Since it’s my free day I’ve opted to include a less-than-flattering photo of my daughter. I think she was trying to be a pirate in this one. And a dozen years from now she’s going to hate the fact that photo even exists, let alone that is was posted on the internet. On February 29th, 2020 I’ll see what she says. And then maybe I’ll take it down.
On this, the free day, time stands still. No… really. I was one of six people in the office today and it was soooooo boring. It was as if time stood still. A temporal vortex or something. Really. I cleaned my desk and watched the clock tick by ever-so slowly. Then I went home early because no one was left to even notice. (Actually, the boss closed the office.)
Every four years we get a free day. Why? Because our clocks run a little slow. We neglect to consume approximately one minute every day. That make for roughly, a half an hour left behind every month — six hours every year — and twenty-four hours every four years or so. With that extra day (it really does add up, doesn’t it?) hanging around, we need to burn it off with a leap year. You’re probably thinking that it doesn’t sound significant, but just let those extra days pile up and next thing you know it’s Christmas in July.

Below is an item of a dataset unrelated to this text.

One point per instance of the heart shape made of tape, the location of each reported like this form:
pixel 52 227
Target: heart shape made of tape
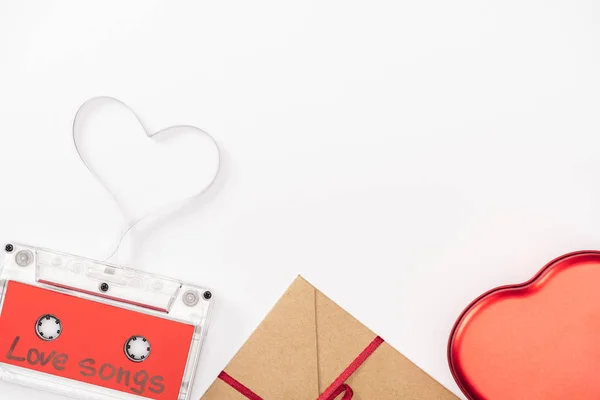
pixel 146 172
pixel 536 340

Our free day was used wisely. I got my hair cut. I came home a bit early. We went for a long walk around the neighborhood. Then we had supper at Nina’s house, and the dads played video games in the basement. Being dads, our daughters helped to cut the evening short. Now, my free day is left to blog, if for no other reason than I need to take advantage of these rare free days.
Undoubtedly, in four years I’ll come back and read this exact post and wonder what words of enlightenment I’ll have had for my future self. What nugget of the past I could convey to the then to be present day from the current soon to be past? What wisdom of the ancients? (Because it doesn’t seem to work the other way around, unfortunately.) This is a risky proposition. Why? Because communicating with the future risks three poor options: (1) it was forgotten, and probably wasn’t worth knowing, (2) it was remembered, and thus useful but a wasted effort, or (3) it was wrong, and now I just look stupid and naive. So, future self… So, Brad of the year 2012, you thirty-five year old geezer… What is there to say? I’m younger than you. I have yet to experience those highs and lows of the coming (previous) four years. For all I know I am doomed to ultimate failure, boundless joy, exasperation, love, hate, revenge, anguish, fear, fortune, fame, success, or utter non-existence. You know. I don’t. And there ain’t much that could ever change that fact. So what else can I say but enjoy your free day. They only come around so often.